Aramis estava evitando ver o Lúpus, durante a fase de recuperação por medo. Ele queria que eu fosse a primeira a falar com ele sozinha. Explicar tudo que aconteceu e só depois ele o Salvatore faltariam.

— Vagamente.  — Tocou a sua cabeça, fazendo uma careta de dor. — Lembro de ter sofrido o atentado em França. — Suspira. — Aonde está Salvatore, ele está bem?

— Sim ele está bem. — Afirmou. — Acredito que neste momento, ele está vindo aqui.

— Agora que o está tudo esclarecido.  — reviro os olhos impaciente. — Vai ouvir o que eu tenho a dizer irmãozinho.

— Aramis, o que essa mulher está dizendo? — Não olhou em minha direção. — Aonde estou? eu quero a porra de uma explicação agora!

— Se você calar a merda da boca. — O fuzilo com o olhar.  — Para ouvir o que eu tenho a dizer. — Faço gestos com as mãos.  — Eu provavelmente havia explicado.

Ele tentou avançar contra mim, quando Aramis entra em sua frente o travando no lugar. Sua respiração está pesada eu sei que ele está a ponto de explodir.

— Por favor, vamos manter os ânimos leve. — Aramis, olha para mim duro.

— Ele tenta avançar contra mim, e você ainda o defende. — Balanço a cabeça negando. — Vocês os dois são mesmos um filhos da puta covardes. — Prende o meu cabelo nervosa.

— Valeria você não está ajudando agindo desse jeito.  — Deu um passo em minha direção.  — Ele acordou à pouco tempo de um coma de dois anos, recebendo a notícia que tem uma irmã que ele nunca viu na viada e nem sabia de sua existência. — Observo o idiota do meu irmão, que ouvia tudo atentamente.

— Eu deveria ter deixado, esse idiota morrendo. — Sento no sofá perto da janela. — Assim, viveria a minha vida em paz. — Sussurro menos alterada.

O quarto ficou em perfeito silêncio. Aramis sentou ao meu lado em uma distância considerável. Lúpus sentou na cama e olhou para mim, estudando meu rosto. Entendi isso como uma oportunidade para falar.

As lembranças do meu passado, causam muita dor em mim. Uma dor que eu tento esquecer a todo custo. Mas, eu preciso falar para ele tudo.

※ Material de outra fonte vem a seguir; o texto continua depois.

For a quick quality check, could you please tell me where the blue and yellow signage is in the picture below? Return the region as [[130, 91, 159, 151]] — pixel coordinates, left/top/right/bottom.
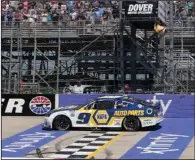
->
[[114, 110, 144, 117], [94, 110, 110, 125]]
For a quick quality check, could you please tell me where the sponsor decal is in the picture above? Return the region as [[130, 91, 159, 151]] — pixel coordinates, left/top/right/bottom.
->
[[95, 110, 109, 124], [137, 133, 189, 154], [1, 94, 55, 116], [114, 118, 121, 126], [29, 96, 52, 115], [114, 110, 144, 117], [146, 95, 172, 115], [65, 105, 78, 109], [1, 98, 25, 113], [137, 104, 143, 109], [146, 108, 153, 114]]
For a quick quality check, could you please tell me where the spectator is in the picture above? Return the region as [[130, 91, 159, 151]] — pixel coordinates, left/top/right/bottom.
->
[[51, 9, 59, 25], [14, 10, 22, 27], [42, 11, 48, 24], [187, 1, 194, 17], [74, 82, 84, 94], [7, 9, 13, 26]]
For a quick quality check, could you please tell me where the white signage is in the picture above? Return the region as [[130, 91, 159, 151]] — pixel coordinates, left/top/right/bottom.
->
[[1, 98, 25, 113], [137, 133, 189, 154]]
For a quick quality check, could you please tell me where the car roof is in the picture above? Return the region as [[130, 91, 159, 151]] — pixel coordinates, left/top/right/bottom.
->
[[97, 96, 123, 100]]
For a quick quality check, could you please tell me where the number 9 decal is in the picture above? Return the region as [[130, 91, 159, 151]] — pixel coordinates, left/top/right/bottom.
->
[[77, 113, 91, 124]]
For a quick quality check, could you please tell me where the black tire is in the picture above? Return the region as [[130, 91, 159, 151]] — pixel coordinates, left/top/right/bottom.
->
[[53, 115, 71, 131], [123, 116, 141, 131]]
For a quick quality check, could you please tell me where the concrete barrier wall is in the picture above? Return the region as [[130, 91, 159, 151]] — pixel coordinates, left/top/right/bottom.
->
[[57, 94, 195, 118]]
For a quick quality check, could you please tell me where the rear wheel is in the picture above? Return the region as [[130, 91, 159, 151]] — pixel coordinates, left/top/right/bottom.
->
[[123, 117, 140, 131], [53, 115, 71, 131]]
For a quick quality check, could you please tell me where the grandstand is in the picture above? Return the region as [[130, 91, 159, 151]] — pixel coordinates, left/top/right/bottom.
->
[[1, 0, 195, 93]]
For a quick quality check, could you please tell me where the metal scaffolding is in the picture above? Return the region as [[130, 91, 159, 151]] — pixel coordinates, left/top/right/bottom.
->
[[2, 1, 195, 93]]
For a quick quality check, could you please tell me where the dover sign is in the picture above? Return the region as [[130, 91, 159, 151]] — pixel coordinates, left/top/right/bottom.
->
[[59, 94, 194, 118], [123, 1, 158, 17], [1, 94, 55, 116]]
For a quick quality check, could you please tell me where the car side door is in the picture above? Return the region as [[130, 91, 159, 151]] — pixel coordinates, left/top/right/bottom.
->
[[74, 101, 96, 127], [93, 100, 115, 127]]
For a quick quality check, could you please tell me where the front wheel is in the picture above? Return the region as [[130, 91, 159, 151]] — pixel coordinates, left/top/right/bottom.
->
[[53, 115, 71, 131], [123, 117, 140, 131]]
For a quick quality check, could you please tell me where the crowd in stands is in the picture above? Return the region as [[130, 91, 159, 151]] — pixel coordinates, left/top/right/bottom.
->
[[174, 0, 195, 20], [1, 0, 195, 26], [1, 0, 119, 25]]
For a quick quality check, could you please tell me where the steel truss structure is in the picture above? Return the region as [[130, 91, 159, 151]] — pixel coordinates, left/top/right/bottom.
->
[[2, 1, 195, 93]]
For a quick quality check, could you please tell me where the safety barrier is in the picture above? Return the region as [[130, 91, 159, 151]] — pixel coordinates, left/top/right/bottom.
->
[[1, 94, 195, 118]]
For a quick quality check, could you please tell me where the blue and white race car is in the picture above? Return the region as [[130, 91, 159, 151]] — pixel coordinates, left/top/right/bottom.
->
[[43, 96, 163, 131]]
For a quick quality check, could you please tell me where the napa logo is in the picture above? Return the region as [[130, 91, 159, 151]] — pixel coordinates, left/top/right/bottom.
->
[[95, 111, 109, 124]]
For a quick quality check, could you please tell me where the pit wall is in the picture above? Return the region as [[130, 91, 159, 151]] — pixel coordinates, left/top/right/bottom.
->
[[56, 94, 195, 118], [1, 94, 195, 118]]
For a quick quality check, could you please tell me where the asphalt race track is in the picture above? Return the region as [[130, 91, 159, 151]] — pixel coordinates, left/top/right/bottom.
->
[[2, 116, 194, 159]]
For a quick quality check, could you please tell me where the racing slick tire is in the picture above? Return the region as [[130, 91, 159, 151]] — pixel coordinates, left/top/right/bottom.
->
[[53, 115, 72, 131], [122, 116, 141, 131]]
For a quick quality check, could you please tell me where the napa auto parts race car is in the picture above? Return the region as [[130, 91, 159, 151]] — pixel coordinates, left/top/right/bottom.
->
[[43, 96, 163, 131]]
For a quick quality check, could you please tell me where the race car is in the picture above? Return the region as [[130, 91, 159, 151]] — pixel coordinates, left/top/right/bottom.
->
[[43, 96, 163, 131]]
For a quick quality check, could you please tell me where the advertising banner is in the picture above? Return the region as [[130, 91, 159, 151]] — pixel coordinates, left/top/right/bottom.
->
[[56, 94, 194, 118], [122, 1, 158, 19], [1, 94, 55, 116]]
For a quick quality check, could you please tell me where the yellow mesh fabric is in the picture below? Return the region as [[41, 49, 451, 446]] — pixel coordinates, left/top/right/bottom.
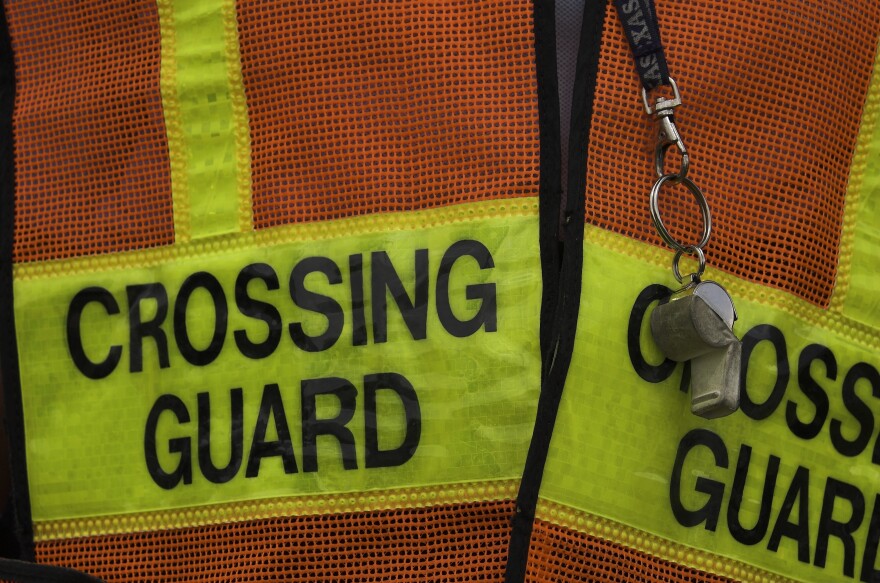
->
[[6, 0, 174, 262], [587, 0, 880, 306]]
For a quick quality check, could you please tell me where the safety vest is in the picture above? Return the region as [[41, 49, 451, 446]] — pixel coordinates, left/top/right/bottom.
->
[[0, 0, 880, 583]]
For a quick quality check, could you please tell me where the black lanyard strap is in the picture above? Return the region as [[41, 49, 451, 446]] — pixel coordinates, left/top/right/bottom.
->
[[614, 0, 669, 91]]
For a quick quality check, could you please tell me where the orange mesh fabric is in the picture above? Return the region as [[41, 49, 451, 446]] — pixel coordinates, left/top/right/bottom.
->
[[526, 520, 730, 583], [237, 0, 538, 228], [36, 501, 513, 583], [6, 0, 174, 262], [586, 0, 880, 306], [36, 501, 744, 583]]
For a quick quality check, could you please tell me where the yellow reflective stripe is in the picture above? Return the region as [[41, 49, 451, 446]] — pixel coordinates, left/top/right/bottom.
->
[[158, 0, 251, 242], [541, 228, 880, 581], [535, 500, 794, 583], [34, 480, 519, 542], [831, 41, 880, 328], [14, 206, 541, 521]]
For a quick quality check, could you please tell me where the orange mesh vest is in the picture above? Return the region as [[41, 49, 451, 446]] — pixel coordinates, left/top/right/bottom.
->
[[0, 0, 880, 583]]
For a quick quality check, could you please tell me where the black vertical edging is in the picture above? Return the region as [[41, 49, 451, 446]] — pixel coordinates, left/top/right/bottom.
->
[[0, 4, 34, 561], [504, 0, 606, 583], [533, 0, 562, 377]]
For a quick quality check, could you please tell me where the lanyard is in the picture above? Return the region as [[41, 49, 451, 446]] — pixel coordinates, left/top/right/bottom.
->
[[614, 0, 670, 91], [614, 0, 712, 282]]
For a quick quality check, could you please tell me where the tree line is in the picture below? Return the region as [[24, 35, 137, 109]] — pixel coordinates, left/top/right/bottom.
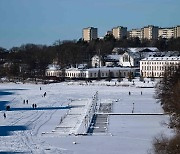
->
[[0, 35, 180, 78]]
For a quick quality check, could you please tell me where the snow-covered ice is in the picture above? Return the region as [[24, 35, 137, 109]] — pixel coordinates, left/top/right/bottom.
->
[[0, 80, 172, 154]]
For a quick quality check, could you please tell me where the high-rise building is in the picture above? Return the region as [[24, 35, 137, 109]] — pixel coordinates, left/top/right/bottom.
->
[[174, 25, 180, 38], [158, 27, 174, 39], [142, 25, 159, 40], [83, 27, 98, 42], [129, 29, 142, 39], [112, 26, 127, 39]]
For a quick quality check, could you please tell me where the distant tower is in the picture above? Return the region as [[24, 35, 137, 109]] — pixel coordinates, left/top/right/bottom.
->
[[174, 25, 180, 38], [83, 27, 98, 42], [112, 26, 127, 39], [142, 25, 159, 40]]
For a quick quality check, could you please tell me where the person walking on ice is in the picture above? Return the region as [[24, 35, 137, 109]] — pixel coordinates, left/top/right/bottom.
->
[[3, 112, 6, 119]]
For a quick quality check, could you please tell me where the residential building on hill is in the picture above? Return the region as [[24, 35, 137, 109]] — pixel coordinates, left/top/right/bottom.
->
[[140, 56, 180, 77], [129, 29, 142, 39], [112, 26, 127, 39], [83, 27, 98, 42], [158, 27, 174, 39], [142, 25, 159, 40], [174, 25, 180, 38]]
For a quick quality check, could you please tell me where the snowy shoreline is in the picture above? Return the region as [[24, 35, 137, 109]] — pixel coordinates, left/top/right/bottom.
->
[[0, 79, 172, 154]]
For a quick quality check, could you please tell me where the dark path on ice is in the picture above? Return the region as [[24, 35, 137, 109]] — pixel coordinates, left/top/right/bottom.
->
[[0, 126, 27, 136], [0, 89, 26, 110], [6, 105, 83, 111]]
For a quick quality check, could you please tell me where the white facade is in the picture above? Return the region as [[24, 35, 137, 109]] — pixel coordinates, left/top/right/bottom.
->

O que esconde também de Aramis, pois essa parte da minha estória ele não sabe, eu sei que ele vai me odiar depois de ouvir.

Levanto e vou em direção à janela. Cruzo os braços na altura do peito, observando o extenso jardim. Não quero ver os seus rostos depois do que vou falar.

— Desde a minha infância, fui criada pelo Dr.Ernesto Corrado, aqui em Roma. Eu achava que ele era o meu pai, e eu gostava muito dele, pois ele dava-me tudo que eu precisava, era muito atencioso comigo, dizendo sempre que me amava. — Sinto o peso de minhas palavras. — Nossa, eu ficava muito feliz quando ele chegava do trabalho, sempre trazia presentes para mim, e eu anseiava ser médica como ele. — Sorri sem humor. — Eu não frequentava a escola como outras crianças normais,  eu perguntava para ele o porque,  mas ele dizia que era pela minha proteção, pois ele tinha muitos inimigos. — Junto às minhas mãos. — Tudo estava perfeito até eu completar oito anos, e toda aquela vida perfeita desmoronar-se aos poucos. — Uma lágrima solitária desce pela maçã do meu rosto. — Ele começou abusar de mim, enquanto era  espancada e torturada de todas as formas possíveis.

— Por favor, chega Valeria! — Ouço Aramis dizendo, e eu balanço a cabeça negando.

— Minha cabeça era afogada, enquanto ele abusava de mim de todas as formas possíveis. — Lembro que ele sentia prazer em fazer isso. — No princípio era apenas ele, até eu completar doze anos, e ele trazer outros homens para abusar de mim junto a ele. — Sinto calafrios por meu corpo inteiro. — Eu lembro de cada mão suja, que tocava em mim com prazer.

— Desgraçados, eu vou matar um por um. — Ouço o barulho do abajur sendo derrubado, mas não ousei olhar para trás, eu sabia que era o Lúpus.

— Vinte homens. Foram vinte homens que abusaram de mim. Eu achava que aquele era o meu fim, enquanto estava trancada no sótão de casa. — Eu tinha muito medo do escuro. — Apenas saía quando era para sofrer os abusos. Todos os empregados daquela casa sabiam mais ninguém fazia nada.

Eu me odeio tanto, mais do que eu odeio aquele homem. Por um dia tê-lo amado e confiado nele. Eu era apenas uma criança quando ele destruiu tudo de mim.